We recently met the management of Cholamandalam Investment and Finance Company (CIFC) and came back reassured. In addition to the broader slowdown in the auto OEMs, the recent headwinds in the NBFC space and the consequent tight liquidity have forced most vehicle financing NBFCs to go slow on growth, but not CIFC. We feel, given CIFC’s franchise, it will be a disproportionate beneficiary of the distortion that has plagued NBFCs in the last nine months. With a diversified bouquet of products in the vehicle financing space and a much improved home equity (HE) franchise, it can use the levers to improve its NIMs while keeping the operating cost ratios stable. We expect it to contain credit costs within 80bps for FY20E resulting in a healthy RoA of 2.3% (with improvement bias). Maintain ADD with a target price of Rs 305 (from Rs 300 earlier).
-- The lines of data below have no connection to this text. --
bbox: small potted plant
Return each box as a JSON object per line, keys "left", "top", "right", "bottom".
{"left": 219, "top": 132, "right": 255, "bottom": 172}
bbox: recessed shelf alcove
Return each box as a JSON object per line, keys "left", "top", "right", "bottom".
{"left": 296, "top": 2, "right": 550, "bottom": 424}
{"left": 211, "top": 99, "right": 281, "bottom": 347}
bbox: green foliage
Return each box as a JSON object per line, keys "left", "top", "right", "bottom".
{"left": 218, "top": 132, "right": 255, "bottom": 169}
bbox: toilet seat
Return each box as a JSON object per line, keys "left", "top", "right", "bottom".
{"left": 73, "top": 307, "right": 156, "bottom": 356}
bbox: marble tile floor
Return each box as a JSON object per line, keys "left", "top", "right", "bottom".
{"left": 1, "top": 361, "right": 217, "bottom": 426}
There is a behavioural shift in the buying behaviour of customers. New vehicles are now typically sold in the fourth/fifth year compared with sixth year earlier. This can be partly attributed to the impending scrappage policy (in whatever form it comes — mandatory scrapping or massive hike in re-registration of old vehicles). As such, both the demand and the supply are good in the used vehicles segment. While the HCV segment has shown negative growth this year, both SCV and LCV segments continue to do well.

While the PV sector as a whole has slowed down, the car and MUV segment of CIFC continued to do relatively well. Its focus remains on low-cost vehicles like the Alto and Etios in PVs and the likes of the Bolero in MUV which can be deployed for productive as well as personal use.